Medicine is an intensely personal need, and the vast
majority of non-woke Americans will not give up its benefits so easily, if
alerted to the threat. Right now, the problem appears to be larger in the
training than in the practice of medicine, but training has downstream effects,
which is an essential point that must be made, and remade, as part of this
effort.
It is the application of modern science to the practice
of medicine that has led to better treatments, lifesaving preventive measures
like vaccines, and longer, healthier lifespans. Doctors are no longer barbers
who, by virtue of having sharp tools on hand, cut both hair and, when needed,
limbs. Doctors today are highly trained professionals, learning to treat every
human equally and constantly looking to refine and improve their practices.

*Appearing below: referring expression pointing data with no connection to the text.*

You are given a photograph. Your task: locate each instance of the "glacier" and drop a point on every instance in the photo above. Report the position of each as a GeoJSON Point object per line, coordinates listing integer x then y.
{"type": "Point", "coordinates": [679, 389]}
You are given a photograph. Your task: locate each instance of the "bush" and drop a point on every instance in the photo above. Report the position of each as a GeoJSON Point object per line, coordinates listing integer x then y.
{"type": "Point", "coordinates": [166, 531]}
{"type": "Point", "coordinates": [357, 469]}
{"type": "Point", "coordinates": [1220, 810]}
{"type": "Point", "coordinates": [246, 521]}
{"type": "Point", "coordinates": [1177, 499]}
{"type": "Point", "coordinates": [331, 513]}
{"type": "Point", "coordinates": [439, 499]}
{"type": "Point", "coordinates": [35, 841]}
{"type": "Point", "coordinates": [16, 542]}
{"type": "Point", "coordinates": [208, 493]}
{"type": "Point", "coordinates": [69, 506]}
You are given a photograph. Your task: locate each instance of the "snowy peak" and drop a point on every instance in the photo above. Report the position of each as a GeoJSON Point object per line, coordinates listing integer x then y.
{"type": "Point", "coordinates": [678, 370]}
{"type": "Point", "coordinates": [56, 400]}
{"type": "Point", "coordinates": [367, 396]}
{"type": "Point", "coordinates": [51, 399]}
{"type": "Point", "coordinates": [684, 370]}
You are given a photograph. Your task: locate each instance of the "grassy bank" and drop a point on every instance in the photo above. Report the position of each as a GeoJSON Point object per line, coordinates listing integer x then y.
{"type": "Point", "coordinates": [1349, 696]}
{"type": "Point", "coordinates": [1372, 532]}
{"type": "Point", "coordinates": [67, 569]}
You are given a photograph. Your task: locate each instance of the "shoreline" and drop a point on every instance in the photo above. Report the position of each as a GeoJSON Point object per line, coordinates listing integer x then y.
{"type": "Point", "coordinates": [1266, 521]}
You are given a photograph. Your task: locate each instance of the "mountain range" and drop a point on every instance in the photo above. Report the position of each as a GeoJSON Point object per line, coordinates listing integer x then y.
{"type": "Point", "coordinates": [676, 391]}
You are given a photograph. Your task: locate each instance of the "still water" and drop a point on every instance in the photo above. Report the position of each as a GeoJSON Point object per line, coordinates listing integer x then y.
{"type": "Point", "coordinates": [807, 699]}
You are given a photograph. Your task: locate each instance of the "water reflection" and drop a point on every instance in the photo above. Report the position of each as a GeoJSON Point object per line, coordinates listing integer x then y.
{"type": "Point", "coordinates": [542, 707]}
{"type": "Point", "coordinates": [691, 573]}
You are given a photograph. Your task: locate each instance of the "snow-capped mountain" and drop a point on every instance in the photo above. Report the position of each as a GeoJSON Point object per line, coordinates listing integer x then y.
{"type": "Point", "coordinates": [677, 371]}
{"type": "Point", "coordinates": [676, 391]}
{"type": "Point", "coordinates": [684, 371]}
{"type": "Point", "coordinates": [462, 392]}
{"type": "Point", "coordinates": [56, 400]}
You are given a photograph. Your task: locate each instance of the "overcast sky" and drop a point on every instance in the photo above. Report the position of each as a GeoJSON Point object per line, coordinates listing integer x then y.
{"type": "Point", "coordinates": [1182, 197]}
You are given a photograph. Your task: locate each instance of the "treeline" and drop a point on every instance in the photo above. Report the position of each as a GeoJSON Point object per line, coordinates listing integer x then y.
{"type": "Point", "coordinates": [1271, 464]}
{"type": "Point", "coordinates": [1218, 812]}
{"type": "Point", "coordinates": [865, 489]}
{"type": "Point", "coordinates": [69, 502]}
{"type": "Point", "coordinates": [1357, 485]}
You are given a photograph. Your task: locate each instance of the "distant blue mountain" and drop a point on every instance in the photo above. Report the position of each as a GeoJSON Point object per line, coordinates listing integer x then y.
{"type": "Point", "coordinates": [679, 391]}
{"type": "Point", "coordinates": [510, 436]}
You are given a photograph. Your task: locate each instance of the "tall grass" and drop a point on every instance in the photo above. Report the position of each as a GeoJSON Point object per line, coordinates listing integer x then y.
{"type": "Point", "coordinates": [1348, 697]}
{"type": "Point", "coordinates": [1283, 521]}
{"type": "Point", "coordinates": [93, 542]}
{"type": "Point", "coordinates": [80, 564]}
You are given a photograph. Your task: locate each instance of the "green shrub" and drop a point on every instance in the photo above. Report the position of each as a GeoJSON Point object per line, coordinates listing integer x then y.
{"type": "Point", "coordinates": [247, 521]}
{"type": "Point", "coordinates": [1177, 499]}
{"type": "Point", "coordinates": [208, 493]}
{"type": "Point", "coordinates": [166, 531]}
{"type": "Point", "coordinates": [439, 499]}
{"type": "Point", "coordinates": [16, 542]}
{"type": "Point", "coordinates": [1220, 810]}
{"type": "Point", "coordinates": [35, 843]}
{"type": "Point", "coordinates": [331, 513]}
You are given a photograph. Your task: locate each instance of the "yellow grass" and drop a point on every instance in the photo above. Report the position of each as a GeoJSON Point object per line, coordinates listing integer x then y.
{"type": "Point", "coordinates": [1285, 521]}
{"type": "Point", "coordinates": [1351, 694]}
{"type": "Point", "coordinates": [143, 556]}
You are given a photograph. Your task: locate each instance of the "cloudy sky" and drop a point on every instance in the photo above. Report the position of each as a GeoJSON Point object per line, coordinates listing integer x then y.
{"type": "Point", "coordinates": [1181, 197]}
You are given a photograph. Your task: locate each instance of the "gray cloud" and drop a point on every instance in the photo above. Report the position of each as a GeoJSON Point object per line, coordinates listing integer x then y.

Adjusting this system to meet short-term political goals risks the great
medical advances of recent years, as well as the magnet that attracts talented
and dedicated individuals to the medical profession. Changing doctors into
bureaucrats who must conform ideologically, who do not treat patients equally,
and who no longer go through intensive winnowing exercises to maintain the
highest standards risks creating a world that no longer attracts top talent to
the medical profession. It will also be a world in which patients no longer put
the highest faith in their doctor’s skills or the profession’s ability to
provide honest and unpolitical diagnoses.